Not only are the differences in behaviour between the sexes attributed to social conditioning, but so also are the differences in appearance:

Uniformity in muscular shape, size and strength within sex categories is not caused entirely by biological factors, but depends heavily on exercise opportunities: if males and females were allowed the same exercise opportunities and equal encouragement to exercise, it is thought that bodily dimorphism would diminish (ibid.)

Now clearly, social conditioning exists. It is, for example, responsible for the differences in behaviour between "white working-class women, black middle-class women, poor Jewish women, wealthy aristocratic European women," (ibid). Moreover, women across all human societies are subject to different expectations than men. If women across all human societies have a set of shared characteristics (in a statistical sense), then those characteristics will correspond to a set of shared biological characteristics, and a shared stream of social conditioning.

The fallacy of modern feminism, however, is the implicit assumption that social conditioning is somehow independent of a biological explanation. It's clear from reading this type of material that the authors consider an explanation in terms of 'social causes' or 'social forces' to be an endpoint, rather than something in need of further explanation. The identification and discovery of a case of social conditioning is presented in triumph, as the culmination of the research.

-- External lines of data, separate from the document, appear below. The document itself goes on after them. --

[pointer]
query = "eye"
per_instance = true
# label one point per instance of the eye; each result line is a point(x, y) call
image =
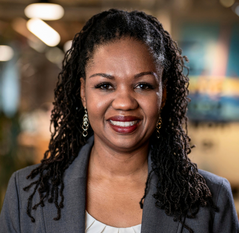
point(104, 86)
point(144, 86)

Human society has emerged as a net consequence of the interactions between billions of biologically gendered individuals over thousands of generations. Society is not free-floating, it is tethered to the natural and biological world. All social phenomenon are ultimately explicable in terms of the biological processes from which they emerge. If men and women are subject to different social conditioning, then it is because men and women are biologically distinct. The differences in social conditioning are a response to the biological differences, and part of the sexual selection feedback loop which amplifies and controls those differences.

By presenting a false dichotomy between social explanations and biological explanations, modern feminists seem to have convinced a generation of film-makers and media types, not to mention a large fraction of the political classes, that the differences between men and women are social rather than biological. It's an important difference, because if you think the differences are merely social and contingent, then it follows that equality of outcome between the sexes, rather than mere equality of opportunity, is possible with the appropriate form of social re-engineering. In other words, it encourages a type of gender neo-Marxism.